FS#5560 - samba makes shutdown freeze
Attached to Project:
Arch Linux
Opened by pajaro (pajaro) - Tuesday, 10 October 2006, 09:26 GMT
Last edited by Aaron Griffin (phrakture) - Wednesday, 07 November 2007, 21:35 GMT
Opened by pajaro (pajaro) - Tuesday, 10 October 2006, 09:26 GMT
Last edited by Aaron Griffin (phrakture) - Wednesday, 07 November 2007, 21:35 GMT
|
Details
If you have samba shares mounted and then then the conection
gets broken with the sharing computer, the system doesn't
shutdown. It freezes.
Since the shutdown doesn't finish the system gets an unclean umount. |
This task depends upon
Closed by Aaron Griffin (phrakture)
Wednesday, 07 November 2007, 21:35 GMT
Reason for closing: None
Additional comments about closing: Closure requested by reporter: this is frozen and i am not in a network anymore
Wednesday, 07 November 2007, 21:35 GMT
Reason for closing: None
Additional comments about closing: Closure requested by reporter: this is frozen and i am not in a network anymore
If you don't want your system to hang on dead samba mounts, then simply make sure the mount doesn't go dead, or don't mount it at all and use programs that utilize libsmbclient, like most gnome applications that use gnomevfs do, or all KDE applications that utilize the SMB KIO module do.
Killing makes the bar disapear because the bar an browsing windows share the same process. If you activate multiprocess for explorer that won't happen again.
What I am thinking to do is to make a script for /etc/rc.d/ that sets timeouts for smbfs/cifs/nfs...(all network shares?) shares to be unmounted, and kills what needs to be killed. smbmount shouldn't compromise arch linux integrity ;)
Do you know if there is any way to know what process is associated to a certain mount point/device?
Gonna see what I can do next week.
I'll keep you up to date.
Even if you kill the process and erase the entry in mtab you can't mount it again.
Now i use cifs, since smbfs has no future.
the only thing that i miss from from smbfs is that cifs keeps your user throught the network, so even if i can mount my friend's mac, i can't access his files, unless i create a common group with the same uid.
The sollution is fuse: smbnetfs, for example.
I searched many times for configuration settings that do this: if a computer that you are connected to dies, samba closes the connection, but i never found.
I really don't find any logic to the fact that when a computer dies, your samba mount process hangs up instead of closing. I programmed servers and clients and that doesn't make any sense.
I feel that if went to check samba's source code I could see something like this:
// Microsoft's patch. This is required for samba protocol.

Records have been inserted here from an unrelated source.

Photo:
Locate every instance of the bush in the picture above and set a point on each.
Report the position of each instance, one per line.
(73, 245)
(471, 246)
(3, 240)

Implemented on 1992.
if (connection_status==DEAD_CONNECTION) {
connection_status=ALIVE_CONNECTION;
}
People says that it is impossible, even with nfs. Why?
:P
- how mounting takes care of filesystems integrity.
- how samba takes care of dead connections.
It would be good to have the list of files and functions that do that, so that coders have quick access to the problem.
I am going to create a post in the forum to start the investigation.
the default arch setup doesn't take care of keep alive.
I did a successful test
here it goes:
___________________________
keep alive (G)
The value of the parameter (an integer) represents the number of seconds between 'keepalive' packets. If this parameter is zero, no keepalive packets will be sent. Keepalive packets, if sent, allow the server to tell whether a client is still present and responding.
Keepalives should, in general, not be needed if the socket being used has the SO_KEEPALIVE attribute set on it (see "socket options"). Basically you should only use this option if you strike difficulties.
Default: keep alive = 0
Example: keep alive = 60
________________________________
Well, anyway, now, after a long delay, i can unmount with "umount -fl /path/to/mount/point".
516:cromo@kromka:~$ sudo umount -fl smb4k/MAGDA/nwo
usage: smbumount mountpoint
usage: smbumount mountpoint
Umount by default calls umount.smbfs helper and it seems umount passes -fl to it, which it doesn't recognize. The only way to force umounting here is:
519:cromo@kromka:~$ sudo umount -fli smb4k/MAGDA/nwo
The -i switch tells umount to not call the helper and it works this way. So basically I think we should find the way to check if the share is dead and if so, force umounting it.
I will set it to umount with -i and check what happens.
I was able to SSH in, but certain other things (including the shutdown command and dmesg) caused deadlocks as well and eventually sshd stopped responding and I had to do a hard reset.
It seems that smbfs/cifs lacks any facility for "device gone" -- or maybe it's the kernel? I've had similar lockups when a hard drive dies. I think this is something that bears fixing; total system freezeups because a network share became unreachable is what Windows 98 did.